DDoS Attacks Continue to Threaten Healthcare Cybersecurity
HC3’s latest brief shed light on the threat of Distributed Denial of Service (DDoS) attacks on healthcare cybersecurity, noting that they may have “detrimental impact on the ability to provide care.”
Source: Getty Images
By Jill McKeon
- Distributed Denial of Service (DDoS) attacks are a major threat to healthcare cybersecurity, as exemplified by the ongoing cyberattack tactics of KillNet, a pro-Russian hacktivist group that has been actively targeting the US healthcare sector.
DDoS attacks “have the potential to deny healthcare organizations and providers access to vital resources that can have detrimental impact on the ability to provide care,” the Health Sector Cybersecurity Coordination Center warned in its latest analyst note.
“In healthcare, disruptions due to a cyber-attack may interrupt business continuity by keeping patients or healthcare personnel from accessing critical healthcare assets such as electronic health records, software-based medical equipment, and websites to coordinate critical tasks.”
By definition, DDoS attacks flood a victim’s network with traffic, rendering network resources unusable. Often, DDoS attacks serve as a distraction while bad actors deploy more sinister malware on their victim’s network.
“In the early reconnaissance stage, threat actors use it to test an organization’s preparedness to respond to an initial attack and to cover up activities such as port scanning,” HC3 explained.

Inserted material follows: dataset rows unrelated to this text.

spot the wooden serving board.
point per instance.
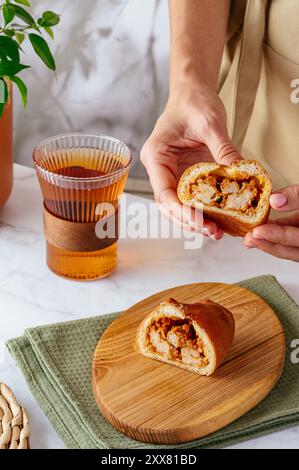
(155, 402)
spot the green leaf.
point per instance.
(9, 48)
(8, 13)
(20, 38)
(22, 88)
(8, 68)
(4, 92)
(42, 50)
(9, 33)
(48, 19)
(23, 2)
(49, 31)
(24, 15)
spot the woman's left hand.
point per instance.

“Threat actors may then use it to produce extraneous forensic logs and data files at the weaponization or malware delivery stage, and then to make identification and eradication of planted malware challenging. At the data extraction stage, it will be used as a diversionary tactic to conceal exfiltration of confidential data.”
DDoS attacks require few technical skills and resources and are very cost effective, making them an enticing tactic for threat actors. In addition, the increasing number of insecure internet-connected devices make DDoS attacks even easier to execute.
“The healthcare sector can more effectively defend against the potential impact of a DDoS attack by taking methodical inventory of critical assets, and to prepare contingency plans for a variety of circumstances in which those assets may come under attack from a determined threat actor,” HC3 recommended.
“Healthcare organizations should prioritize identifying services and devices that may be exposed to the public internet, vulnerabilities, and how a user base connects to networks.”
Healthcare entities should prepare for DDoS attacks by documenting internet-facing and IT infrastructure assets and developing a reliable incident response plan. The analyst note contains a detailed overview of assessment and mitigation tactics that healthcare organizations can leverage to manage risk.